Neural network architecture

Actor Network

The actor is a function approximator from the observation received by the agent (24 floating point values) to an action (2 floating point values). We use a deep neural net to approximate this, with the following characteristics:

Below is the summary for the actor network. On the hidden layers we use the leaky_relu activation function. On the outputs we use tanh to produce actions that are in the desired range -1.0 to 1.0.

Layer Type Input Output Activation Fn Parameters
input_layer Fully Connected obs (24x1) 128 leaky_relu 3200 (24x128 + 128 bias)
hidden_layer[0] Fully Connected 128 64 leaky_relu 8256 (128x64 + 64 bias)
hidden_layer[1] Fully Connected 64 64 leaky_relu 4160 (64x64 + 64 bias)
output_layer Fully Connected 64 2 tanh 130 (64x2 + 2 bias)
15746 total

The outputs are then scaled and shifted accordingly, since the horizontal movement ranges from [-1.0, 1.0] while the vertical action ranges from [0.0, 1.0]

Critic network

The actor is a function approximator from the current state of the game and all agents actions to a state action value (1 floating point value). We use a deep neural net to approximate this, with the following characteristics:

Since the observation size is 24 floating point values, the state=(obs size) * num_agents = 24*2 = 48 After running the state through a first layer of abstraction (state_input_layer), we concatenate all the agent actions to produce the input to our input_layer

Below is the summary for the critic network. On the hidden layers we use the leaky_relu activation function. At the output layer we have no activation funtion.

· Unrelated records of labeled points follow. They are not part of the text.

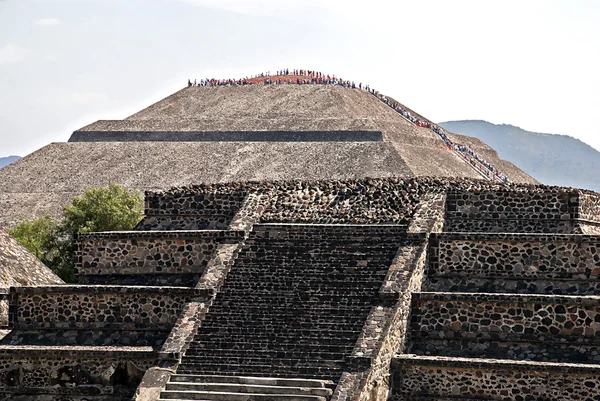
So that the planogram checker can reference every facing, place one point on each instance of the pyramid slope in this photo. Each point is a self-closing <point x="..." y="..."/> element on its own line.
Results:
<point x="19" y="267"/>
<point x="48" y="179"/>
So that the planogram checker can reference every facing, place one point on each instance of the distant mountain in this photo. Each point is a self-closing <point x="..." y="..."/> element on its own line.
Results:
<point x="7" y="160"/>
<point x="551" y="159"/>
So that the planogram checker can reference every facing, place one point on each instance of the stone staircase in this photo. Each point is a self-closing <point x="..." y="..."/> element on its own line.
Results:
<point x="240" y="388"/>
<point x="505" y="316"/>
<point x="293" y="306"/>
<point x="95" y="340"/>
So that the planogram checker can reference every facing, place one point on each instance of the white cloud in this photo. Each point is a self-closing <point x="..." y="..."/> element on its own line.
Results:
<point x="268" y="7"/>
<point x="12" y="53"/>
<point x="47" y="22"/>
<point x="83" y="98"/>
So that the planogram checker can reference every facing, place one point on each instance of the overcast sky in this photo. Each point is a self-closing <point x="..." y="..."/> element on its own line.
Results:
<point x="67" y="63"/>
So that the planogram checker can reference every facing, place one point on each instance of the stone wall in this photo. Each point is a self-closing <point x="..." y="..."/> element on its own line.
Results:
<point x="404" y="279"/>
<point x="156" y="377"/>
<point x="556" y="263"/>
<point x="27" y="367"/>
<point x="542" y="327"/>
<point x="589" y="206"/>
<point x="547" y="210"/>
<point x="98" y="307"/>
<point x="156" y="252"/>
<point x="509" y="211"/>
<point x="363" y="201"/>
<point x="478" y="379"/>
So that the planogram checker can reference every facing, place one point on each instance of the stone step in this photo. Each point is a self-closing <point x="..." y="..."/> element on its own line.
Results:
<point x="521" y="285"/>
<point x="223" y="396"/>
<point x="269" y="296"/>
<point x="505" y="317"/>
<point x="254" y="380"/>
<point x="243" y="342"/>
<point x="311" y="309"/>
<point x="332" y="261"/>
<point x="299" y="355"/>
<point x="276" y="281"/>
<point x="307" y="370"/>
<point x="434" y="398"/>
<point x="276" y="274"/>
<point x="279" y="326"/>
<point x="285" y="332"/>
<point x="301" y="293"/>
<point x="249" y="388"/>
<point x="281" y="312"/>
<point x="296" y="321"/>
<point x="298" y="352"/>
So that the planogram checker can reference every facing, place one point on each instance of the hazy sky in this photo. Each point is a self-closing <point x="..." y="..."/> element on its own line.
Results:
<point x="67" y="63"/>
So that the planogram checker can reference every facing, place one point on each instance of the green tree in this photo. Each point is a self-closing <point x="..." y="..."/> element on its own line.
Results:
<point x="110" y="208"/>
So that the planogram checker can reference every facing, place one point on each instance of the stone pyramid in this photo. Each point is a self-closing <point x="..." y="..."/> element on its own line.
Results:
<point x="238" y="133"/>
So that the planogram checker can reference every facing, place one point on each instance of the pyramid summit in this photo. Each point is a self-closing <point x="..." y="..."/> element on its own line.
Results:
<point x="293" y="126"/>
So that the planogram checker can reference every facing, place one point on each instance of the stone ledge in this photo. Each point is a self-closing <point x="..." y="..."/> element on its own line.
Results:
<point x="105" y="289"/>
<point x="518" y="217"/>
<point x="66" y="351"/>
<point x="332" y="225"/>
<point x="497" y="364"/>
<point x="84" y="390"/>
<point x="507" y="298"/>
<point x="180" y="234"/>
<point x="524" y="237"/>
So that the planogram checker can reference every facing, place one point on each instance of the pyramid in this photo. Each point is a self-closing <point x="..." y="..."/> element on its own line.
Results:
<point x="238" y="133"/>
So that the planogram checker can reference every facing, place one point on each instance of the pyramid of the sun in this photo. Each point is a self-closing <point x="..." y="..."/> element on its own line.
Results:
<point x="237" y="133"/>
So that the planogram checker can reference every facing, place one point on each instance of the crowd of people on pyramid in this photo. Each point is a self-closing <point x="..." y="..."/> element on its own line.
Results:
<point x="469" y="154"/>
<point x="310" y="77"/>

Layer Type Input Output Activation Fn Parameters
state_input_layer Fully Connected state (48) 128 leaky_relu 6272 (48x128 + 128 bias)
input_layer Fully Connected 128 + actions (4) 128 leaky_relu 17024 (132x128 + 128 bias)
hidden_layer[0] Fully Connected 128 64 leaky_relu 8256 (128x64 + 64 bias)
hidden_layer[1] Fully Connected 64 64 leaky_relu 4160 (64x64 + 64 bias)
output_layer Fully Connected 64 1 none 65 (64x1 + 1 bias)
29505 total

Training parameters

The following parameters were used for training:

Parameter command line flag Value
Training
iterations --training_iterations 8000
batch size --memory_batch_size 512
Network update rate --tau 0.05
Noise
Starting Noise factor --eps_start 1.0
Minimum Noise factor --eps_minimum 0.1
Noise factor decay rate --eps_decay 0.999
Prioritized Experience Replay
buffer size 1'000'000
n steps --n_steps 15
reward discount rate --gamma 0.995
α factor (prioritization) for Prioritized Replay Buffer --PER_alpha 0.5
starting β factor (randomness) for Prioritized Replay Buffer --PER_beta_min 0.5
ending β factor (randomness) for Prioritized Replay Buffer --PER_beta_max 1.0
minimum priority to set when updating priorities --PER_minimum_priority 1e-5
Actor
dimension of layers --actor_dnn_dims [128,64,64]
activation fn leaky_relu
output activation fn tanh
Optimizer Adam
Learning rate --actor_lr 0.0001
Critic
dimension of layers --actor_dnn_dims [128,64,64]
activation fn leaky_relu
output activation fn None
Optimizer Adam
Learning rate --critic_lr 0.0001

Results - Plot of scores

With the above parameters, the agents were able to solve solve the game (average max score over 100 episodes > 0.5) in 2294 episodes (7781 iterations).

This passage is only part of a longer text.